Wenn die SYRIZA scheitert, muss die Bewegung ran: Daniel Knopp schlägt vor, das OXI-Lager in Europa zu sammeln

  • Daniel Knopp
  • Lesedauer: 5 Min.

Die Linke spaltet sich. Auch außerhalb Griechenlands steht dabei die Frage im Zentrum, ob die Tsipras-Regierung uns betrogen hat und ob wir sie (weiterhin) unterstützen oder wenigstens ideologisch verteidigen müssen. Und, neuerdings, wie wir es mit der SYRIZA-Abspaltung »Volkseinheit« halten.

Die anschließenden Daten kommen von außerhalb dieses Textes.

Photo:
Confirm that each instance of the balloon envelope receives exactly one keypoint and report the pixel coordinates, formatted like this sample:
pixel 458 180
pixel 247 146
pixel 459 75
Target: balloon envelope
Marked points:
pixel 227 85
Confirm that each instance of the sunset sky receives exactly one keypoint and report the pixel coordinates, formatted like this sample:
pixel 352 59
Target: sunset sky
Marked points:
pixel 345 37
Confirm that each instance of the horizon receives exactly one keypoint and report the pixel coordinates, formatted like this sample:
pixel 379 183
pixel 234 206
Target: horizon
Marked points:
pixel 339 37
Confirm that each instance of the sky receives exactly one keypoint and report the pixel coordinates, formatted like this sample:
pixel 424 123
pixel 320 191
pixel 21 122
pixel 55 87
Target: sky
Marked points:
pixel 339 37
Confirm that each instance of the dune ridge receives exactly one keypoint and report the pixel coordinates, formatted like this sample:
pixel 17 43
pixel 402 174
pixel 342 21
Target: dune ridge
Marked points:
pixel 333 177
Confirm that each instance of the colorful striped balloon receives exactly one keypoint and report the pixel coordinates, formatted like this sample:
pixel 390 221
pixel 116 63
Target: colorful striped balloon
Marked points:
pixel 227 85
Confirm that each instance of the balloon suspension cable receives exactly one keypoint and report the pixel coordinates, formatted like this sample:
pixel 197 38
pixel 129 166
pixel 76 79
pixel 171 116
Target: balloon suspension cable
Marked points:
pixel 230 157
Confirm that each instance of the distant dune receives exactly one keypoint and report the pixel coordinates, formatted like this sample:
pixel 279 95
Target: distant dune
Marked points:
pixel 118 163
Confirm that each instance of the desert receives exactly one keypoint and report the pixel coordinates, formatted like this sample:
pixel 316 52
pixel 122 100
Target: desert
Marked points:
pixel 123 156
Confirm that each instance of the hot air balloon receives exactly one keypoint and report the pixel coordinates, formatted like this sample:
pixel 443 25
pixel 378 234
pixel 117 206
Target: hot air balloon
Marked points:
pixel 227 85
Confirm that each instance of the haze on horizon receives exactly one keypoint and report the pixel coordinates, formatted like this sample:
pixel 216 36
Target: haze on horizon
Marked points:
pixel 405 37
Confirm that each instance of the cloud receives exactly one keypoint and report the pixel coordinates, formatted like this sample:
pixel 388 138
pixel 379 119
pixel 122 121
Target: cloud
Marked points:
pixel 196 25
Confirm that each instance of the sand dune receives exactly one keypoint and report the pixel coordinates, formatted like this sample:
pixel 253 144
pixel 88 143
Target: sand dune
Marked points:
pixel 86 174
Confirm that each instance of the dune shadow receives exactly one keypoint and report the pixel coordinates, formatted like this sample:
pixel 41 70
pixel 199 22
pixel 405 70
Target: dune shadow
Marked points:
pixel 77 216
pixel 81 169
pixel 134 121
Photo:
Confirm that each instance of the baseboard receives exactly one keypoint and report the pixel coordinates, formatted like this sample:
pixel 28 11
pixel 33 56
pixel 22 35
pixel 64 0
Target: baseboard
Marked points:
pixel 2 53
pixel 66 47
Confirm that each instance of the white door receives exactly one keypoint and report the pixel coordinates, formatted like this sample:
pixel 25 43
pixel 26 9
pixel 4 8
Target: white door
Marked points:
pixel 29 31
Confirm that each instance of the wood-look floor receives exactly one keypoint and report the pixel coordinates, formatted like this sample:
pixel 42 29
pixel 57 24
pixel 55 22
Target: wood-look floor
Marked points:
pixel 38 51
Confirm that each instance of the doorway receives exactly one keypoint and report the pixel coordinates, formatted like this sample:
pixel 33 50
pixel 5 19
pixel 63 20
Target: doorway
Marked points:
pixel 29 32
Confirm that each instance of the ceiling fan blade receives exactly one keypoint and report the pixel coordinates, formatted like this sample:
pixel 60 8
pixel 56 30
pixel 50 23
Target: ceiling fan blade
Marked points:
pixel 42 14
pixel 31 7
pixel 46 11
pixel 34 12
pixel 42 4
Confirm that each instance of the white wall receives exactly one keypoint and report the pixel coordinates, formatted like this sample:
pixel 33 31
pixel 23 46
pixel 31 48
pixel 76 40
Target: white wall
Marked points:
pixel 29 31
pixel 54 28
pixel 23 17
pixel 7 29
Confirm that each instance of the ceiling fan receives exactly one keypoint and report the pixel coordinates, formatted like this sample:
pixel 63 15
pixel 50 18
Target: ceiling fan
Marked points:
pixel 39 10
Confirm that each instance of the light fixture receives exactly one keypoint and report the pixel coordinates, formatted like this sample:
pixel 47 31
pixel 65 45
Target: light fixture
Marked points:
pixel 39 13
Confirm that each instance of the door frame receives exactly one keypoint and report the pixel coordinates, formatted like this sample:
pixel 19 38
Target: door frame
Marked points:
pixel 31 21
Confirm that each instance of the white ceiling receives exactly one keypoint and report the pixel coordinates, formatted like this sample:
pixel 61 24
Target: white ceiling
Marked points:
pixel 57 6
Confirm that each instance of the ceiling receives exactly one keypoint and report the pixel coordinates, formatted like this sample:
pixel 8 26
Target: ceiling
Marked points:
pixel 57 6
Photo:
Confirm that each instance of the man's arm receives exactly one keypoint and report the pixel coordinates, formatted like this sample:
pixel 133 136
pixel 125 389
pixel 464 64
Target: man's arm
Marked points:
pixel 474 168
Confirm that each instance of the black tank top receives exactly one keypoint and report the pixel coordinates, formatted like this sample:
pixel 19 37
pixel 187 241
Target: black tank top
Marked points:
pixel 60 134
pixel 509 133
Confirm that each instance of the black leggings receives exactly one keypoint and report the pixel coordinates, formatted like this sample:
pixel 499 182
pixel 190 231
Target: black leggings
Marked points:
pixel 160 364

Die Welt ist nicht nur Wille und Vorstellung. SYRIZA ist an der Massivität und Kompaktheit des europäischen Blocks an der Macht gescheitert. Die Kräfteverhältnisse in der EU und speziell in der Euro-Gruppe haben kein besseres Ergebnis zugelassen. Das Kalkül von SYRIZA, auf interne Widersprüche des Machtblocks zu setzen, ging nicht auf. In diesem Sinne gibt es keinen Betrug, sondern es ist eine Niederlage zu verzeichnen, die auch und vor allem unsere ist: die der europäischen Linken. Gleichzeitig muss sich eine hiesige Bewegungslinke auf die Seite der Bewegungen und Basisinitiativen in Griechenland stellen, sonst braucht es sie nicht. Bewegungspolitik in Griechenland wird sich in der kommenden Zeit gegen die Implementierung der Memorandenpolitik durch SYRIZA zur Wehr setzen müssen. Im konfliktiv-kooperativen Verhältnis zwischen Bewegung und Partei folgt auf die Kooperation wieder der Konflikt. Für SYRIZA wird das eine schwere Zeit werden, weil es nach der Spaltung im Parlament, die die sogenannte »Volkseinheit« hervorgebracht hat (und evtuell auch noch eine zweite Abspaltung hervorbringen wird), auch eine Spaltung an der Basis gibt. SYRIZA hat viele Basisaktivist_innen in ihren Reihen. Sie alle werden eine schwere Entscheidung treffen müssen. Die Dialektik des Klassenkampfes ist kein Zuckerschlecken.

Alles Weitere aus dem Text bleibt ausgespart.